The markdupes command
The markdupes command extends the popular Picard’s MarkDuplicates tool [8] by adding support for UMIs embedded in read headers (as generated by the demultiplex, demultiplex-illu or clip commands). This module takes mapped reads as input (in SAM/BAM format) and identifies PCR (and optical) read duplicates based on their mapping positions and UMIs. In short, reads identified as duplicates based on their mapping locations are further regrouped based on their UMIs (Additional file 1: Supplementary Text). All reads of a UMI group are declared duplicates but one (according to the chosen scoring strategy). Finally, duplicate reads are either discarded or included in output (with bitwise flag 1024). Je’s markdupes module supports random UMIs (any combination of a k-mer can occur) or runs with a predefined list of UMIs (as in e.g. NEXTflex™ kit from Bioo Scientific). In both situations, different options (in addition to all native Picard’s MarkDuplicates options) are offered to tune UMI comparison stringency like the number of mismatches to still consider two UMIs identical, or how to handle Ns found in UMIs.
Galaxy integration
A wrapper for integration in Galaxy [9] was written for each Je sub-module following Galaxy guidelines and best practices. All wrappers (and Je code) were uploaded to the Galaxy toolshed [10] as a repository suite, enabling Galaxy administrators to either install each sub-module separately or together as a suite.
Results and discussion
Using UMIs significantly increases the number of useable reads
scRNA-seq is a powerful tool to quantify the extent of gene expression variability amongst a population of cells and, for example, reveal sub-populations of cells or new cell types. The low amount of starting material (combined with the low efficiency of RNA capture and cDNA synthesis) and the bias introduced by the substantial amplification required have been identified as major limitations and generally result in a high level of technical noise [7, 11]. By eliminating the noise introduced at the amplification step, the use of UMIs was demonstrated to be critical towards an accurate and absolute quantification of the number of original RNA messenger molecules present per cell [4, 12]; and globally facilitates distinguishing true biological variability from technical variability [7]. Generally, scRNA-seq data has a very high level of duplicate reads (as identified solely by their identical mapping position).

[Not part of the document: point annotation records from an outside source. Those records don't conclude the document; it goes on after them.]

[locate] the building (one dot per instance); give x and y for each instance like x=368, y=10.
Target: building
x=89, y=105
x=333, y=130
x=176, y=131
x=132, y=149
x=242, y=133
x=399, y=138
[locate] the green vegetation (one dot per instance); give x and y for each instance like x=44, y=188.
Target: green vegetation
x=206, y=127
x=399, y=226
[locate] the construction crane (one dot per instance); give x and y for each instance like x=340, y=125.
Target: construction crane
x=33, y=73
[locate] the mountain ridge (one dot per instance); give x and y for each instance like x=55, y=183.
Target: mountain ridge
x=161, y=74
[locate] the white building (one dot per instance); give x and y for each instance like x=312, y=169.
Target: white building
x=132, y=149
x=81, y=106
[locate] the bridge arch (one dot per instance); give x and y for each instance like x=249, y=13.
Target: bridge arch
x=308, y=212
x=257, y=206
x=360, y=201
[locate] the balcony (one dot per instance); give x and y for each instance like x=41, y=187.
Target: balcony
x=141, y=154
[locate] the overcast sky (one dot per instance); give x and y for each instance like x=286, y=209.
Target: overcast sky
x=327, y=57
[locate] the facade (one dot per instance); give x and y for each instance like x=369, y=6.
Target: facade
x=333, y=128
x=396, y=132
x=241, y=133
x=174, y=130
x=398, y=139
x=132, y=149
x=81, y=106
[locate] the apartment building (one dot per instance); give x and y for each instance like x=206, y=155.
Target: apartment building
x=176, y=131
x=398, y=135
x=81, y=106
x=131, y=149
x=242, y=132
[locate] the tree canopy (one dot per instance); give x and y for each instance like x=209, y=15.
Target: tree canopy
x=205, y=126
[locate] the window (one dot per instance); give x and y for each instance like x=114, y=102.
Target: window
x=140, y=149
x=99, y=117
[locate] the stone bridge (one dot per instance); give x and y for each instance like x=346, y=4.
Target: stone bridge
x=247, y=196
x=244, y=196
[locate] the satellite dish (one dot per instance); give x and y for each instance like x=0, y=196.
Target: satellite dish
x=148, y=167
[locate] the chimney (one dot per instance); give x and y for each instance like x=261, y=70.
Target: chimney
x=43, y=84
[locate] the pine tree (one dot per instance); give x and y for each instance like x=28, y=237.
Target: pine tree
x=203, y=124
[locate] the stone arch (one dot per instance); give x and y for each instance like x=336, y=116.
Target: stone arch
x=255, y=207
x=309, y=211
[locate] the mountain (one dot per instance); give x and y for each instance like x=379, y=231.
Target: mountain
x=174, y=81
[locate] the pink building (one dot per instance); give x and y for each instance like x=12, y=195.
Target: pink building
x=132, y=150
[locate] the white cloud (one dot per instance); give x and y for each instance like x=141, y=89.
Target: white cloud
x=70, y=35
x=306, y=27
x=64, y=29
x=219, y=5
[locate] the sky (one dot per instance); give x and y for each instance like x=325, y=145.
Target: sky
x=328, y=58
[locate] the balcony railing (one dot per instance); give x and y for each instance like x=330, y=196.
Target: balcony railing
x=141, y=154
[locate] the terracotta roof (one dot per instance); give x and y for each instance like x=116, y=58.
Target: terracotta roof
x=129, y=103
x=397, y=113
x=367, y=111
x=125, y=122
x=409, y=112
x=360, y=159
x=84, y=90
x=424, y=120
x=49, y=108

Therefore, increasing the number of unique reads available for gene expression quantification is key, in particular for lowly to moderately expressed genes [11]. To quantify the gain of tagging reads with UMIs that are processed using the Je suite, we reprocessed 50 scRNA-seq single cell experiments from Islam et al. [12] (Additional file 1: Supplementary Methods) and identified unique reads with and without taking the UMIs into account (using je markdupes and Picard MarkDuplicates [8], respectively); which, in this case, directly translates to the number of RNA molecules present in the cell. We quantified the gain obtained using the UMIs as the number of duplicate reads reassigned as unique reads once the UMIs were taken into account. Expressed as a percentage relative to the number of unique reads identified without accounting for the UMIs, the gains ranged from 13 to 36 % with an average of 24 % (Additional file 1: Figure S1).
iCLIP also suffers high duplication rates due to the low number of biologically relevant genomic positions. To evaluate the impact of using UMIs for this type of experimental data, we analyzed iCLIP human samples published by Zarnack et al. [13] (Additional file 1: Supplementary Methods) and observed gains in the number of useable reads ranging from 10 to 36 % with an average of 21 % (Additional file 1: Figure S2).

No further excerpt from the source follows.